Préférence manuelle et langage : existe-t-il vraiment un hémisphère dominant ?

lundi 30 juin 2014

Les chercheurs du Groupe d'imagerie neurofonctionnelle (CNRS/CEA/Université de Bordeaux) ont démontré, avec une approche novatrice basée sur l'exploitation d'une grande base de données psychométriques et d'imagerie cérébrale, que la localisation des aires du langage dans le cerveau est indépendante du fait d'être droitier ou gaucher, sauf pour une très faible fraction de gauchers dont l'hémisphère droit est dominant à la fois pour les activités manuelles et pour le langage. Leur étude est publiée dans Plos One le 30 juin 2014.
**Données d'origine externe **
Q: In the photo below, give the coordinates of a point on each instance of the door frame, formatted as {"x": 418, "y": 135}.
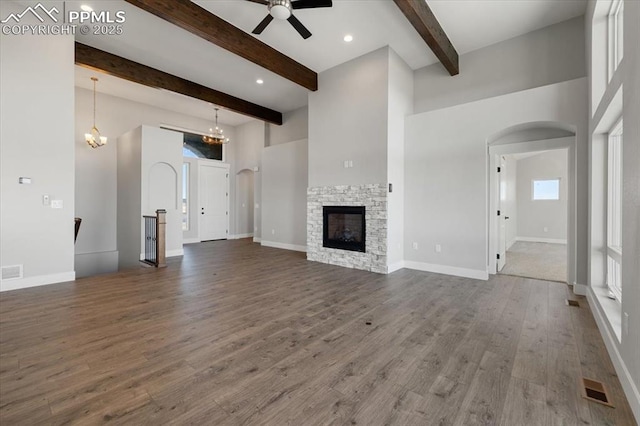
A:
{"x": 217, "y": 164}
{"x": 494, "y": 152}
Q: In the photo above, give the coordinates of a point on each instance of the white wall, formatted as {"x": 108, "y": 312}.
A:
{"x": 348, "y": 121}
{"x": 446, "y": 173}
{"x": 96, "y": 170}
{"x": 549, "y": 55}
{"x": 399, "y": 106}
{"x": 36, "y": 134}
{"x": 623, "y": 343}
{"x": 284, "y": 195}
{"x": 250, "y": 139}
{"x": 510, "y": 204}
{"x": 536, "y": 215}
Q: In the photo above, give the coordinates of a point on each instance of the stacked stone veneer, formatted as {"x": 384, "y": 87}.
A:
{"x": 374, "y": 199}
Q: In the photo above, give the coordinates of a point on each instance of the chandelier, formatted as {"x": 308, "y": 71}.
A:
{"x": 216, "y": 136}
{"x": 93, "y": 138}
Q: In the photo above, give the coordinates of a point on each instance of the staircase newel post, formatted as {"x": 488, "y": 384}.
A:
{"x": 161, "y": 235}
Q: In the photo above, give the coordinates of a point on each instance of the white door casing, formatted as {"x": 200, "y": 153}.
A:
{"x": 213, "y": 209}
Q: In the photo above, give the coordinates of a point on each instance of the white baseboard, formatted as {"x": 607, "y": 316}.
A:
{"x": 395, "y": 267}
{"x": 610, "y": 341}
{"x": 579, "y": 289}
{"x": 175, "y": 253}
{"x": 284, "y": 246}
{"x": 447, "y": 270}
{"x": 541, "y": 240}
{"x": 169, "y": 253}
{"x": 239, "y": 236}
{"x": 16, "y": 284}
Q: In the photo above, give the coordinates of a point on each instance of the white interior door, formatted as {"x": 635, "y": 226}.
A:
{"x": 502, "y": 226}
{"x": 214, "y": 202}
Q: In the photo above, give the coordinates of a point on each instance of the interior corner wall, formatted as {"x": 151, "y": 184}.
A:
{"x": 249, "y": 141}
{"x": 400, "y": 105}
{"x": 549, "y": 55}
{"x": 447, "y": 177}
{"x": 511, "y": 204}
{"x": 36, "y": 134}
{"x": 348, "y": 122}
{"x": 284, "y": 195}
{"x": 96, "y": 171}
{"x": 536, "y": 216}
{"x": 295, "y": 127}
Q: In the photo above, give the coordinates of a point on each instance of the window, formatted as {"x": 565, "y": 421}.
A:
{"x": 546, "y": 189}
{"x": 614, "y": 212}
{"x": 616, "y": 35}
{"x": 185, "y": 196}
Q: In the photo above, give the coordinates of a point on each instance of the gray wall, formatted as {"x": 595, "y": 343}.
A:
{"x": 348, "y": 121}
{"x": 400, "y": 105}
{"x": 129, "y": 197}
{"x": 535, "y": 216}
{"x": 284, "y": 195}
{"x": 250, "y": 140}
{"x": 446, "y": 172}
{"x": 36, "y": 133}
{"x": 549, "y": 55}
{"x": 96, "y": 171}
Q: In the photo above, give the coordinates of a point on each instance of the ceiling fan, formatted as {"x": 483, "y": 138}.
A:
{"x": 283, "y": 9}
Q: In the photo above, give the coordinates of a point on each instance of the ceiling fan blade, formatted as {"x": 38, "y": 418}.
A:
{"x": 310, "y": 4}
{"x": 263, "y": 24}
{"x": 304, "y": 32}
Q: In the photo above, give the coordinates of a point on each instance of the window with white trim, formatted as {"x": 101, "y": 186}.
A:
{"x": 616, "y": 35}
{"x": 614, "y": 212}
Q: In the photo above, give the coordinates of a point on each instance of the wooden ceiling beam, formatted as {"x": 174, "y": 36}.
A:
{"x": 425, "y": 22}
{"x": 197, "y": 20}
{"x": 102, "y": 61}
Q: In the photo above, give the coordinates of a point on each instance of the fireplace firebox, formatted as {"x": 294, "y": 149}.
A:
{"x": 344, "y": 227}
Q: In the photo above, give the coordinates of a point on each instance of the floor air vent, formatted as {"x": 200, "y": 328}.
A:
{"x": 595, "y": 391}
{"x": 11, "y": 272}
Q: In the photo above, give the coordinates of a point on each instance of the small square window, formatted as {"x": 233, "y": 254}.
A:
{"x": 547, "y": 189}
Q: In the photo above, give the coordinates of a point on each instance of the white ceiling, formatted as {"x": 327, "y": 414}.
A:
{"x": 470, "y": 24}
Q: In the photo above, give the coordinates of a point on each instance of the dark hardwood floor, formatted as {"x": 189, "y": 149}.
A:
{"x": 235, "y": 333}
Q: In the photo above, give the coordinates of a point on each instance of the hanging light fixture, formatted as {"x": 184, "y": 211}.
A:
{"x": 216, "y": 137}
{"x": 93, "y": 138}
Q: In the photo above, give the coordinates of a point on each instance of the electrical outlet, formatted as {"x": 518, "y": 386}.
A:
{"x": 625, "y": 324}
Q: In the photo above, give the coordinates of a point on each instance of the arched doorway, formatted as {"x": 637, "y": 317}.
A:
{"x": 532, "y": 140}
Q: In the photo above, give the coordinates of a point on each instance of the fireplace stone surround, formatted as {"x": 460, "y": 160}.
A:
{"x": 374, "y": 198}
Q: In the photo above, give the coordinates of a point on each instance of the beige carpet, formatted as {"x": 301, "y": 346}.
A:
{"x": 537, "y": 260}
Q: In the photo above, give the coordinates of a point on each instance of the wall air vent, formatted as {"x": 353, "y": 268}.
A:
{"x": 11, "y": 272}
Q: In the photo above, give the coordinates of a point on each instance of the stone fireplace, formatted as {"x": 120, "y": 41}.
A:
{"x": 337, "y": 214}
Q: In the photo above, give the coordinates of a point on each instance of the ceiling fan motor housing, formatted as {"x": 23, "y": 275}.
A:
{"x": 280, "y": 9}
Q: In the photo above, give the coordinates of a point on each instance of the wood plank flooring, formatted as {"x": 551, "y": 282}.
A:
{"x": 235, "y": 333}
L'espèce humaine est la seule chez laquelle on observe une asymétrie du comportement moteur fortement majoritaire : 90% de la population utilise préférentiellement la main droite et 10% la main gauche. Ce comportement moteur est dit « croisé » : si on utilise la main droite, c'est l'hémisphère cérébral gauche, alors considéré comme dominant, qui est activé. Le langage, avec le comportement moteur, est une des fonctions les plus latéralisées du corps humain : en fonction des personnes, les réseaux d'aires cérébrales contrôlant la parole sont situés préférentiellement dans l'hémisphère gauche ou dans l'hémisphère droit du cerveau. De nombreuses études ont montré que l'hémisphère gauche, comme pour le comportement moteur, est dominant pour le langage dans 90% des cas.
Les 10% de gauchers de la population correspondent-ils au 10% des individus dont le langage est situé dans l'hémisphère droit du cerveau ? La localisation des aires du langage dans le cerveau est-elle alors corrélée au fait d'être droitier ou gaucher ? Pour répondre à cette question, les chercheurs du Groupe d'imagerie neurofonctionnelle ont tout d'abord recruté un large échantillon de participants (297) très fortement enrichi en gauchers (153). Alors que la plupart des autres études ne concernent que des droitiers (majoritaires dans la population) les chercheurs ont analysé, pour la première fois, la latéralisation du langage chez un grand nombre de droitiers et de gauchers. Les sujets de cet échantillon ont ensuite subi une IRM fonctionnelle alors qu'ils effectuaient des tests de langage. Trois types de latéralisation pour le langage ont ainsi été révélés à partir des images obtenues (voir figure 1) : « typique » avec un hémisphère gauche dominant (présent chez 88% des droitiers et 78% des gauchers), « ambilatéral » sans hémisphère clairement dominant (présent chez 12% des droitiers et 15% des gauchers), « très atypique » avec un hémisphère droit dominant (présent uniquement chez 7% des gauchers). L'analyse statistique de cette distribution montre que la concordance entre l'hémisphère dominant pour les activités manuelles et celui pour le langage se fait au hasard, sauf pour une petite fraction de la population (moins de 1%) pour laquelle l'hémisphère droit est dominant à la fois pour le langage et pour la main.
Ces résultats montrent donc qu'il n'est pas possible de déterminer l'hémisphère dominant pour le langage en connaissant seulement la préférence manuelle d'un individu. Les chercheurs vont maintenant tenter de comprendre pourquoi seul un petit groupe de gauchers possède un hémisphère droit dominant pour le langage, en déterminant en particulier s'il existe des variants géniques qui expliqueraient ce phénomène. Ces résultats démontrent également qu'un échantillon enrichi en gauchers, composé à partir d'une grande base de données, permet, à la différence d'un échantillon essentiellement constitué de droitiers, de mettre en évidence des facteurs de variabilité des bases structurales et fonctionnelles du cerveau humain : la détermination de ces sources de variabilité dans la latéralisation du langage ouvre la voie vers une meilleure compréhension des pathologies du langage.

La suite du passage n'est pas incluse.